Jax pushed himself up with effort. He was exhausted.
His eyes traveled over the woman. He checked her pulse, not surprised to feel there was none. When he failed to bring Therese back according to the stages of the rite, he ended up losing both spirits.
Was it better in the long run for everyone if he did find a permanent host for Therese’s body? Someone who looked like her? Someone with silky blonde hair and clear, green eyes, whose soft voice reminded him of the few months he’d spent with her?
Who better than her sister?
“No,” Jax said firmly. Adrienne deserved his protection, not to be turned into someone else or worse, to have the Red Man hunt her down, too. Therese would want her sister safe.
Distressed by the weakness and pain he’d heard in Therese’s voice, Jax snatched his knife again and gazed at the dead woman. He had half a notion to go back to Togoun for a new spell, to find a new woman and summon Therese again. Just to be sure she was okay and the Red Man hadn’t gotten her. He might be able to use this body again, if he hurried. Black magic zombie spells were complex, but the body didn’t have to be fresh to be brought back, just recently dead.
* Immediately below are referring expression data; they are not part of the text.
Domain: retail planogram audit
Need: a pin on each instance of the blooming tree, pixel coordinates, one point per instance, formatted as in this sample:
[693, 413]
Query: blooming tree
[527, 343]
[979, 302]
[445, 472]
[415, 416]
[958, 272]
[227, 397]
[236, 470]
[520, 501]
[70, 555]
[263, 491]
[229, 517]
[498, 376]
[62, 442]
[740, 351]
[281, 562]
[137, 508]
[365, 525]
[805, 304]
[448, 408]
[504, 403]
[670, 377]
A knock at his bedroom door jarred him.
Who was in his house? Had the Red Man sensed Therese enter this world and come to claim her, the way he had a few other times?
Jax readied his knife and yanked his door open.
“Jax, we been looking for you,” his brother said.
Rene’s jaw dropped at the sight of the girl on the bed. Jax glanced around his room, aware of how unnatural everything would appear to someone else. Veves in blood covered the walls and floor, and he’d built a shrine in each corner to a different god or goddess. The room smelled of herbs from the rite and death. The blonde was bound spread eagle on his bed in her underwear.
“What happened?” Rene managed, his voice hushed. “Is she alive?”
“No.”
Rene stared at him, his shock rendering him frozen.
If he was any other member of OL, Jax would kill him where he stood. But he couldn’t, not his brother. He’d already lost the love of his life. He’d never hurt Rene, aside from their occasional scuffle over the crew’s business that ended in a fistfight.
“It’s not what you think,” Jax said. He was almost too exhausted to care that the person he trusted most in the world had found out one of his secrets.
Rene was gazing at him, waiting for an explanation. Jax knew he could lie, and Rene would choose to believe him, even if they both knew it wasn’t the truth.
When had his brother turned into a man? Jax didn’t recall seeing Rene grow. His little brother had been under his guardianship since he was ten, when their father ran off and their mother’s illness constrained her to a wheelchair. Rene dropped out of school when he was thirteen, and Jax had taught him to survive on the streets.
Jax still saw the little boy Rene had been, every time he looked at his brother. But Rene wasn’t a boy. He was a man who had done his fair share of killing and stealing to keep their community and House safe.
“Will you say the dessonet prayers with me?” Jax asked, referring to the final set of prayers meant to help the spirit leave the body for good. “Whatever you think of me right now, she deserves that much.”
Rene said nothing, but Jax knew his brother wouldn’t turn him down. It was a miracle he’d managed to hide what he did for five years from Rene.
He pulled a squeeze bottle of herbs and powders mixed together then drew the veve of Baron Samedi and his family’s guardian, Ogoun, on the woman’s body. When he finished, he knelt beside the bed and bowed his head.
After a moment, Rene joined him.
They murmured the final prayers quietly, asking their ancestors and hers to help the woman’s spirit transition out of her body as gently as possible.
The woman sighed suddenly in death, a sign her spirit was leaving her.
Jax rose. Freeing her spirit was the least he could do for the woman he didn’t mean to murder.
“Will you call Deputy Brannon?” he asked Rene, who hadn’t said anything yet.
“Yeah. Tell him the usual? Drug overdose?”